Building ETL Pipelines: A Practical Guide
ETL Pipeline Fundamentals
ETL (Extract, Transform, Load) pipelines move data from source systems to data warehouses.
Batch vs Streaming
Batch Processing
Process data at scheduled intervals. Simpler, cheaper, and easier to test:
def extract_orders():
return pd.read_sql("SELECT * FROM orders WHERE date = CURRENT_DATE", conn)
def transform_orders(df):
df['total'] = df['quantity'] * df['price']
return df
def load_orders(df):
df.to_sql('daily_orders', warehouse_conn, if_exists='append')
Stream Processing
Process data as it arrives with millisecond latency. Use for real-time dashboards, fraud detection, and event-driven architectures.

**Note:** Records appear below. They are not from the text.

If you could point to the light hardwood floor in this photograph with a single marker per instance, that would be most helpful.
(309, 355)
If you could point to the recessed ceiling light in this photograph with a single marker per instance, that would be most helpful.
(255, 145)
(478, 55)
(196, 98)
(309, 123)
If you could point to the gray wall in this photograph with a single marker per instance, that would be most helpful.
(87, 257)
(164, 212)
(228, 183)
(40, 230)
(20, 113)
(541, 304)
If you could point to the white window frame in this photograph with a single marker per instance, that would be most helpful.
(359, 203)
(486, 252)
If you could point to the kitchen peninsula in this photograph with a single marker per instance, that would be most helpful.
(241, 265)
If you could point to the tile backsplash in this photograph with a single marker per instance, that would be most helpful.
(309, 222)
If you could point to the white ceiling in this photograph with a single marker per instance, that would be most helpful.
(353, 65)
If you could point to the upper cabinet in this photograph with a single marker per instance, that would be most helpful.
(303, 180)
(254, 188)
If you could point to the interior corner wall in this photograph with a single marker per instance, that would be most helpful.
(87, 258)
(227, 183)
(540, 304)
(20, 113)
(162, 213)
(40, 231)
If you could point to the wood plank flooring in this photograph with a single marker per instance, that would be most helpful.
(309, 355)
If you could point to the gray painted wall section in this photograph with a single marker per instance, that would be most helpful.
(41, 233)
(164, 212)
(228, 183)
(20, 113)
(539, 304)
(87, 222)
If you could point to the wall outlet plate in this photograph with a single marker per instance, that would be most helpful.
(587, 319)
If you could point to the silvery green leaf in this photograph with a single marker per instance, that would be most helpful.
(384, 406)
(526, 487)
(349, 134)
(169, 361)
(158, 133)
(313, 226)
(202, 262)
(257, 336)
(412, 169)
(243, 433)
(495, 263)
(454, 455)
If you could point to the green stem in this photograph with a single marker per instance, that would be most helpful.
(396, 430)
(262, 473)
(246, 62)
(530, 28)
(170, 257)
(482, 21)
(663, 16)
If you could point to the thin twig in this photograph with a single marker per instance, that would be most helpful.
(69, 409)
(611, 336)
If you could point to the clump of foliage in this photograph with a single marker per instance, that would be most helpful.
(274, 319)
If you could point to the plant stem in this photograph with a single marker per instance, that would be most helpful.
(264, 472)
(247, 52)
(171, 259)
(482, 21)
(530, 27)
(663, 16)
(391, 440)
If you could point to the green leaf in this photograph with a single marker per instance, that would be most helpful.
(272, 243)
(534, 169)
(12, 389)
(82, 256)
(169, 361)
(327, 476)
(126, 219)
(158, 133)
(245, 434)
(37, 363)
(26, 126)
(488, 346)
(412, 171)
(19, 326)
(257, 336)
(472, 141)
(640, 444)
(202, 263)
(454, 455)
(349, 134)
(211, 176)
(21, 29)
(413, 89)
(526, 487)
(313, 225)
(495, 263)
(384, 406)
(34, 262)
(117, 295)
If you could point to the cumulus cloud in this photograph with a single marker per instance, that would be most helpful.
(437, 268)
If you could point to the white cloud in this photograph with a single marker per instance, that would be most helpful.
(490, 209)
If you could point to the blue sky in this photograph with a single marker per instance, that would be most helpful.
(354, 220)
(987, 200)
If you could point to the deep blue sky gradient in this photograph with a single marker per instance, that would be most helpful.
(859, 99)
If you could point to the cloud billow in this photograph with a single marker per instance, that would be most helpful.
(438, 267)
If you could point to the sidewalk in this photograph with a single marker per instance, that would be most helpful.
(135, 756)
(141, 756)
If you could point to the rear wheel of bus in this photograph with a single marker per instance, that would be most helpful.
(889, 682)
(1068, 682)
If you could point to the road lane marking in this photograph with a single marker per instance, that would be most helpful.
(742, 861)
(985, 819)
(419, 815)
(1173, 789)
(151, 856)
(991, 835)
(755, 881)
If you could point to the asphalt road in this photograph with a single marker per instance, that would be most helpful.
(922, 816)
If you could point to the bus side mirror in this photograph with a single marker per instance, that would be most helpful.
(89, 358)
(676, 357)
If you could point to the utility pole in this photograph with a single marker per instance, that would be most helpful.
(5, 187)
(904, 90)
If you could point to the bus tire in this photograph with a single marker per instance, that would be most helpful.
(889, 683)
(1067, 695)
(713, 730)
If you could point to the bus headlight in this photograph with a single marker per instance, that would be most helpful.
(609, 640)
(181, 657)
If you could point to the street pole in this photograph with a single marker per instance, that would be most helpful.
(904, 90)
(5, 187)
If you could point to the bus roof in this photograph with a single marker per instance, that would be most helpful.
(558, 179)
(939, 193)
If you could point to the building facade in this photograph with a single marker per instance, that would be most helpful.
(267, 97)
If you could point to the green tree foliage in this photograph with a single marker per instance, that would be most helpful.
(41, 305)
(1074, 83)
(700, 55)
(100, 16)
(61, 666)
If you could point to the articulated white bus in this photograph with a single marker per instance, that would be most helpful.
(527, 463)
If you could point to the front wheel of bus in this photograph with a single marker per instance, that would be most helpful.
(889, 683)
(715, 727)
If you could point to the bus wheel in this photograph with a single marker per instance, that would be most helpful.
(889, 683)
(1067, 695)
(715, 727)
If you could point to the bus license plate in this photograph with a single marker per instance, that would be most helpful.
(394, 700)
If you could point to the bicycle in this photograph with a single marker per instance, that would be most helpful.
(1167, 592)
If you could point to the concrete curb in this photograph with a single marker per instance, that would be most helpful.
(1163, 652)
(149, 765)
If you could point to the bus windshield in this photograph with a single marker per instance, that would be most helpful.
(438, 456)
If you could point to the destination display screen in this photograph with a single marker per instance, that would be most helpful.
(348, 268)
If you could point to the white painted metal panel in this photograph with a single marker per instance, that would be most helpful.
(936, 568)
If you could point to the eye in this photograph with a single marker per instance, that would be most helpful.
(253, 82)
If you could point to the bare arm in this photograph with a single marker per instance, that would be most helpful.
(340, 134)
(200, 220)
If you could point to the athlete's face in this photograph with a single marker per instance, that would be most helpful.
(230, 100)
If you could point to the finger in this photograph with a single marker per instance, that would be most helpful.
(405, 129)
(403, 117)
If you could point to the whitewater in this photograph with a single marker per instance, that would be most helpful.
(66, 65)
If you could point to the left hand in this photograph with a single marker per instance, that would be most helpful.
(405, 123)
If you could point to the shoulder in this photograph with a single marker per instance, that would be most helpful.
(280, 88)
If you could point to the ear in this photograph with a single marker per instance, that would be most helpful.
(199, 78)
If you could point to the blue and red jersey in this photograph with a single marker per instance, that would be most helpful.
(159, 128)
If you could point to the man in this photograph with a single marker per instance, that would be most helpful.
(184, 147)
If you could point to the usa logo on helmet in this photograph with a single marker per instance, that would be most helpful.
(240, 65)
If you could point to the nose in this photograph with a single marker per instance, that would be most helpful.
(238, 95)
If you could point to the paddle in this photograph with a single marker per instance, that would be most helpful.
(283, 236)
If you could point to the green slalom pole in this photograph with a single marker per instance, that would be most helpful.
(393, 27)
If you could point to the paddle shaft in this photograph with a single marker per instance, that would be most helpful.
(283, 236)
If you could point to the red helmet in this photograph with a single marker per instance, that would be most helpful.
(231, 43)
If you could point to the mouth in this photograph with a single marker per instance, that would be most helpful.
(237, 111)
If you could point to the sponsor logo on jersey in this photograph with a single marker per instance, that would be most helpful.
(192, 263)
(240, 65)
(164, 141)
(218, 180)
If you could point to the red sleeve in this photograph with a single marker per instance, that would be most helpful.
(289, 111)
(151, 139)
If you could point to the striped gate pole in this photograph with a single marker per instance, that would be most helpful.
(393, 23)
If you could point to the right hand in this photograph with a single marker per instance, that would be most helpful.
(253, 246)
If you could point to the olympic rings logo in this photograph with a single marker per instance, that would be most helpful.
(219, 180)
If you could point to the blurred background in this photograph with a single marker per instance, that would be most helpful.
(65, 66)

Orchestration with Airflow
with DAG('orders_etl', schedule_interval='0 6 * * *'):
extract = PythonOperator(task_id='extract', python_callable=extract_orders)
transform = PythonOperator(task_id='transform', python_callable=transform_orders)
load = PythonOperator(task_id='load', python_callable=load_orders)
extract >> transform >> load
Transformation with dbt
-- models/staging/stg_orders.sql
with source as (
select * from {{ source('ecommerce', 'orders') }}
)
select id as order_id, customer_id, amount from source
Data Quality
data_quality_checks:
- check: row_count > 1000
severity: critical
- check: max_timestamp >= yesterday
severity: warning
Conclusion
Choose batch for simplicity and streaming for real-time needs. Use Airflow for orchestration and dbt for transformations. Implement data quality checks at every stage. Design for idempotency and incremental loads.